“The more healthy relationships a child has, the more likely he will be to recover from trauma and thrive. Relationships are the agents of change and the most powerful therapy…”Bruce Perry, Child Psychiatrist, The Boy Who Was Raised as a Dog, 2007
It is the relationship between the individual and the therapist which is central to the therapeutic process and any change or development as a result of counselling or therapy. Most emotional, social or psychological struggles become manifest in relationships with other people and often have their roots in earlier experiences. For this reason, it is only in relationship with a thoughtful other that these issues can find a resolution.
All the available research and evidence shows that children and young people who, for whatever reason, struggle to self-regulate emotional states, only learn to do this if they have experience of an empathetic, co-regulating adult in a safe environment.
“It is within [the client-therapist] relationship that there can be new opportunities for dealing with old conflicts, for recovering what had been lost, for finding what had been missing in earlier relationships.”Patrick Casement, Psychoanalyst, On Learning from the Patient, 1985
Casement is referring to what therapists and counsellors often call “transference”. It is certainly true that children or young people will have expectations of the therapist which are likely to be based on their experiences with other key adults in their lives. How they interact with or behave towards the therapist can reveal something of these expectations and experiences. This presents an opportunity, because, as perhaps my favourite child psychotherapist, D.W Winnicott, explains:
‘…by understanding, shown by the use of language, the analyst holds physically in the past, that is, at the time of the need to be held, when love meant physical care and adaptation’.D.W Winnicott, Child Psychotherapist, Human Nature 1988
However, as important, if not more so, as the transference relationship is what Petruska Clarkson, in The Therapeutic Relationship (1995) calls ‘the person-to-person or real relationship’. The relationship a client has with his or her therapist is not exclusively an unconscious replay of earlier relationships but is a brand-new relationship between two human beings.
For therapy to be effective, the client has to experience the real compassion, empathy and understanding of another person.
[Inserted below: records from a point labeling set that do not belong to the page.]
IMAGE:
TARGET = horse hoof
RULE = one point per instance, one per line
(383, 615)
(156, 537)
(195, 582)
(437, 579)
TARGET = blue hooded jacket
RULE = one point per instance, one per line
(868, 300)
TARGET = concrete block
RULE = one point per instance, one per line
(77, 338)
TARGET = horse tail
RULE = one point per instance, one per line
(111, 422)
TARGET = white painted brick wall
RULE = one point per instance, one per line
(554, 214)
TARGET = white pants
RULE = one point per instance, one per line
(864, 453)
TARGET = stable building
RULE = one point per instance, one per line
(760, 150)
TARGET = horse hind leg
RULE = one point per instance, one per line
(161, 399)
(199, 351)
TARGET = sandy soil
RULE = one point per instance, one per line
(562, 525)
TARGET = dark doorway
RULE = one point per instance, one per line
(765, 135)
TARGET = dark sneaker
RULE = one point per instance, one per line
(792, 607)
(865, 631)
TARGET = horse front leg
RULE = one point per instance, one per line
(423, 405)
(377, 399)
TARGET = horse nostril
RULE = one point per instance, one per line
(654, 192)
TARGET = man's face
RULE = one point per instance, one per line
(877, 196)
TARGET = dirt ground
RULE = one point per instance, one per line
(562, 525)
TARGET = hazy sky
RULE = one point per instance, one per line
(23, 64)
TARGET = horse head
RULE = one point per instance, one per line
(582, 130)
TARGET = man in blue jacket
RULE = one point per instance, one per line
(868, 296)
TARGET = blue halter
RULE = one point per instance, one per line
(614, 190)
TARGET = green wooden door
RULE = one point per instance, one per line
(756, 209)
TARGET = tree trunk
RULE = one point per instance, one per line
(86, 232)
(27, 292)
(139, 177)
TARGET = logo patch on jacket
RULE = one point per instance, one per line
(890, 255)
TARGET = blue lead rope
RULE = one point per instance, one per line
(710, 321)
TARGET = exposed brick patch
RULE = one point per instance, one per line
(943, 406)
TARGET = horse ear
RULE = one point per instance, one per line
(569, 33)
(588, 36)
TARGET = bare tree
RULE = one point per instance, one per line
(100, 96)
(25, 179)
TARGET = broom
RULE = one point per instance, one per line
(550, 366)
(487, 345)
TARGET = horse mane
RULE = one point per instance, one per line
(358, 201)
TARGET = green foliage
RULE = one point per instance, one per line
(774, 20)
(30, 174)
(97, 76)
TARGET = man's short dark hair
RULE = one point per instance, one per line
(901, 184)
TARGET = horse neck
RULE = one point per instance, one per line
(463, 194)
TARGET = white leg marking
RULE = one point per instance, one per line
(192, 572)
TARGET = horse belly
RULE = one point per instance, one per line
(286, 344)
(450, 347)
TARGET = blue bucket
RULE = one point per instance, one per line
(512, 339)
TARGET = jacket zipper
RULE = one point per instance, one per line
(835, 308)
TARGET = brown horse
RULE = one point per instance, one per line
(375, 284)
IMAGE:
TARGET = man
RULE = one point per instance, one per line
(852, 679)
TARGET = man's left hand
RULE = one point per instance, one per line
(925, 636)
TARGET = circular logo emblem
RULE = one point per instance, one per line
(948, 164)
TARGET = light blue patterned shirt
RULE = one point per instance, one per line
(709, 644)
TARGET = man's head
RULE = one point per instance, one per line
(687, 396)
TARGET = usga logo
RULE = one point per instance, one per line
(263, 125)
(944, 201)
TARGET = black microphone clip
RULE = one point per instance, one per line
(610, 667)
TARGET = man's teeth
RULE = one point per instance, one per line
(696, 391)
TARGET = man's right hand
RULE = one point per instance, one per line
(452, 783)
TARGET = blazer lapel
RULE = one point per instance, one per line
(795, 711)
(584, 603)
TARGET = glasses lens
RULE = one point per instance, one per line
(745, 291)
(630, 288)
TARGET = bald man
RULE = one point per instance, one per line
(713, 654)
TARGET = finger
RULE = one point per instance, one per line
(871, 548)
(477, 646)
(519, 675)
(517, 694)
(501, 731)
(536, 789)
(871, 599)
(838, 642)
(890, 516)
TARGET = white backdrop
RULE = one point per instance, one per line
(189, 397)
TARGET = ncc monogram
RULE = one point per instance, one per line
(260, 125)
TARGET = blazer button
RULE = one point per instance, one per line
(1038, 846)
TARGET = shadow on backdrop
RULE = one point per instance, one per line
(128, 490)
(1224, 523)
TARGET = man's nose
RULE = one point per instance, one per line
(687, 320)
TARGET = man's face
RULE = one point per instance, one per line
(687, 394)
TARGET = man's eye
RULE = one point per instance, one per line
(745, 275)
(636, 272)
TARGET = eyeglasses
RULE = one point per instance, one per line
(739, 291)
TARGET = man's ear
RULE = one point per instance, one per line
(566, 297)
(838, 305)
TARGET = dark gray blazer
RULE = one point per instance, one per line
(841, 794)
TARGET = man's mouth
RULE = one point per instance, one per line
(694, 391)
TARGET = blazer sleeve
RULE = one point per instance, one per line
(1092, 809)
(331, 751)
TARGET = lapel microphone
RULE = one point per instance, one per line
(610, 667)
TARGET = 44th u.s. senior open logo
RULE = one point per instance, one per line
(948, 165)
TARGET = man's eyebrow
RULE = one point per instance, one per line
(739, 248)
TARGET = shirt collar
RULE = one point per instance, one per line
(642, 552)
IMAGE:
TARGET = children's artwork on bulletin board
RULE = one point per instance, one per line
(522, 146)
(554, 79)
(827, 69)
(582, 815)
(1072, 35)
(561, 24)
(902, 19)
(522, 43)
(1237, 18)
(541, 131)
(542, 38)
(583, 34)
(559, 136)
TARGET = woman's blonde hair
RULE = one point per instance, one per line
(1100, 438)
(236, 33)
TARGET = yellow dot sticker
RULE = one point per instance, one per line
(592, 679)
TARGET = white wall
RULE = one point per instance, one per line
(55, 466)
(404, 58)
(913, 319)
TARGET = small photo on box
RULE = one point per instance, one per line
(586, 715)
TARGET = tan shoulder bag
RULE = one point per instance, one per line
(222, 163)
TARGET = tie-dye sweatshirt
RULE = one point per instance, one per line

From my own experience with different therapists, a genuine attempt to understand, even if not completely successful, is more helpful than a response which feels “off the peg”. Many would argue that counselling or therapy provides a ‘corrective emotional experience’, if this is true, and I think it is, this must be because it gives someone an experience of a different type of relationship.
Surely, it must therefore follow, that this relationship has to be “real”. And this is true irrespective of the counsellor or therapist’s modality or way of working.
I have focused here on the importance of the relationships between therapists and the children or young people they see, and it is a very particular type of relationship, but therapy is not a panacea and the relationships children or young people, who have experienced difficulties, have with other people in their lives are even more important.
No doubt I will return to this topic in future posts, because as Bruce Perry says above: “Relationships are the agents of change.”